ServiceNow Ticket Auto-Filling: A Practical Agent
Ten fields. Five tools. One agent. The integration that fills tickets correctly more often than the humans did, with the gold-set used to prove it.
The 10 fields
The ticket has 10 standard fields. Title, description, urgency, impact, category, sub-category, affected service, assignee, environment, links to evidence; each field has a constrained set of valid values (urgency: 1-4; category: defined list). The agent’s output respects the constraints because structured output forces the model to pick from the enum, with no free-form leakage into structured fields.
- 10 standard fields. Title, description, urgency, impact, category, sub-category, service, assignee, environment, links.
- Constrained value sets. Urgency 1-4; category defined list; the agent picks from enums.
- Structured output enforces constraint. No free-form leakage into structured fields.
- Per-field validation. Each field validated; supports correct ticket shape.
The 5 tools the agent uses
The agent has five tools at its disposal. Pull alert payload (the trigger event); pull service registry (identify the affected service); pull on-call schedule (identify the assignee); pull recent metrics (for the description); pull recent deploys (for context). Each tool is bounded and read-only.
- Alert payload. The trigger event; the starting context.
- Service registry. Identify the affected service from the alert.
- On-call schedule. Identify the right assignee.
- Metrics and deploys. Description content plus context for the ticket.
The gold-set proves accuracy
A 100-ticket gold set proves field-by-field accuracy. 100 historical tickets hand-validated by the team; the agent fills each based on inputs available at original filing time; compare agent output to original ticket field-by-field with target 90%+ accuracy per field. Disagreements get reviewed because sometimes the agent is more accurate than the human (typo) and sometimes the agent missed context.
- 100 historical tickets. Hand-validated by the team; the gold set.
- Same-input filling. Agent uses inputs available at original filing time.
- 90% per-field target. Field-by-field accuracy; the bar.
- Disagreement review. Sometimes agent more accurate; sometimes missed context; both improve.
Human review before file
Human review starts as required and graduates per-category. Agent fills the ticket as a draft, human reviews, edits, submits; after 90 days of reliable performance on a category, auto-file is enabled for that category while other categories remain draft-only; auto-file with notification gives the team a 5-minute window to override.
- Draft-by-default.
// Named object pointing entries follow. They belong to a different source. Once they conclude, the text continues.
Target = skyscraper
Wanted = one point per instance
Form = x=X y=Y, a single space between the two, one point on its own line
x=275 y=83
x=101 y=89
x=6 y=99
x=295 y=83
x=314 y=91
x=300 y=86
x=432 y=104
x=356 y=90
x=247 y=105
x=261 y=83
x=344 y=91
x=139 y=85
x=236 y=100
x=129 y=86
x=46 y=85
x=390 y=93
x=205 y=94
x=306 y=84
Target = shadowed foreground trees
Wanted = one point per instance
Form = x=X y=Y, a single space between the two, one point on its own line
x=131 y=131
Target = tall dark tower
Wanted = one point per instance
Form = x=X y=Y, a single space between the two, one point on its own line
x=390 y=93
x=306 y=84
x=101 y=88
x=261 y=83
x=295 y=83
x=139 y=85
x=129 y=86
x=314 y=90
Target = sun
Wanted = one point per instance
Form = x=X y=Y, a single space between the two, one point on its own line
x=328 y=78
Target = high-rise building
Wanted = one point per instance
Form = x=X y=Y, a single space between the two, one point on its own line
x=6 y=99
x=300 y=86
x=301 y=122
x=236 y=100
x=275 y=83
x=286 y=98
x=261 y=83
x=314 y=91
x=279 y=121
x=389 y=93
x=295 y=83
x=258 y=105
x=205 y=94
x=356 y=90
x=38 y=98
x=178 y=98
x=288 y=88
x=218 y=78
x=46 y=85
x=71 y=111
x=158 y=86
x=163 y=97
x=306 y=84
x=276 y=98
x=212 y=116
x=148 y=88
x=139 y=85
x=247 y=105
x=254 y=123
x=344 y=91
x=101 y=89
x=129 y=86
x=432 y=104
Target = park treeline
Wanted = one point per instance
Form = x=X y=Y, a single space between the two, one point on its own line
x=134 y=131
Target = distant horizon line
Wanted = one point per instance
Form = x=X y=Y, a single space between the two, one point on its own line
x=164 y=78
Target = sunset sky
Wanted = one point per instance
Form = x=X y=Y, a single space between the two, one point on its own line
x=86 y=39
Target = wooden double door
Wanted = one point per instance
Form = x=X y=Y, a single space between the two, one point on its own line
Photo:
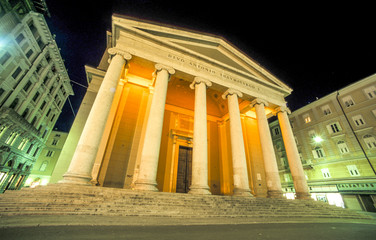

Human reviews, edits, submits; the discipline starts manual.
- Per-category graduation. 90 days reliable performance enables auto-file.
- Other categories draft-only. Graduation is per-category, not platform-wide.
- Auto-file with notification. 5-minute override window; safety net.
How this compounds
The compounding effect is what makes the investment pay back. Each ticket the agent fills gets reviewed (or auto-filed) and the reviews train the next iteration; common issues identified in review become prompt updates so the agent improves field by field; after a year the agent fills tickets more accurately than the average team member and the team uses the agent as their default.
- Reviews train next iteration. Each review feeds prompt update; the loop closes.
- Common issues become prompts. Field-by-field improvement; structural learning.
- Year-over-year accuracy. Eventually exceeds average team member.
- Per-team default. Team uses agent as their default ticket-filing tool.